Montenegro não pode ignorar aquilo que os estudantes de Direito aprendem logo no 1º ano do curso: a interpretação de uma norma jurídica «não deve cingir-se à letra da lei», devendo «reconstituir a partir dos textos o pensamento legislativo, tendo sobretudo em conta a unidade do sistema jurídico, as circunstâncias em que a lei foi elaborada e as condições específicas do tempo em que é aplicada» 3.

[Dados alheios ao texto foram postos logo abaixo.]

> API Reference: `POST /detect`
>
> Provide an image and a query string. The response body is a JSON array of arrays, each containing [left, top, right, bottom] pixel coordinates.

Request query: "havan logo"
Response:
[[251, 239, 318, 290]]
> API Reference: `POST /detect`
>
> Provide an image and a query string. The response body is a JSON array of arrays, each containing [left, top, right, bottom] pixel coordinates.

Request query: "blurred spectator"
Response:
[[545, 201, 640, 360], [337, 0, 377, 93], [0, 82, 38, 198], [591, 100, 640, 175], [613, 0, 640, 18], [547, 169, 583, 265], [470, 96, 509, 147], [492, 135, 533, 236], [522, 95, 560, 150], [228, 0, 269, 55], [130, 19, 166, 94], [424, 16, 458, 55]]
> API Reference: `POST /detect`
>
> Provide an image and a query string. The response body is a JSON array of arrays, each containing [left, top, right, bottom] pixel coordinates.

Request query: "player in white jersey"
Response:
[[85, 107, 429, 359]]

Sabe-se hoje que o PM – apesar de o ter sempre desmentido e de jamais o ter admitido – recebeu, mensalmente, desde que tomou posse, uma avença de 4.500,00 €, paga à Spinumviva pela empresa Solverde, uma vez que, sendo casado no regime de comunhão de adquiridos, os proventos gerados por aquela empresa reverteram para o agregado familiar de que ele faz parte, bem como para a respectiva economia comum.4
Jorge Reis Novais, constitucionalista e professor catedrático jubilado da Faculdade de Direito de Lisboa, sustenta que «um primeiro-ministro não pode receber uma avença de uma empresa, qualquer que ela seja, quando está em funções» e que o que já se conhece sobre este assunto «é suficientemente grave para não permitir (…) a continuidade do primeiro-ministro em funções».5
Em função do exposto, se tivesse algum decoro, Luís Montenegro devia demitir-se já do cargo de PM, sem mais manobras e evasivas políticas, como a de ficar à espera do “chumbo” da moção de confiança que o seu Governo vai apresentar na AR…
1 Diário de Notícias, 05.03.2025.
2 SIC Notícias, 19.02.2025.
3 Art. 9º, nº 1, do Código Civil.
4 Paulo Veiga e Moura em declarações à SIC Notícias em 28.02.2025.
5 Entrevista à Rádio Renascença em 28.02.2025.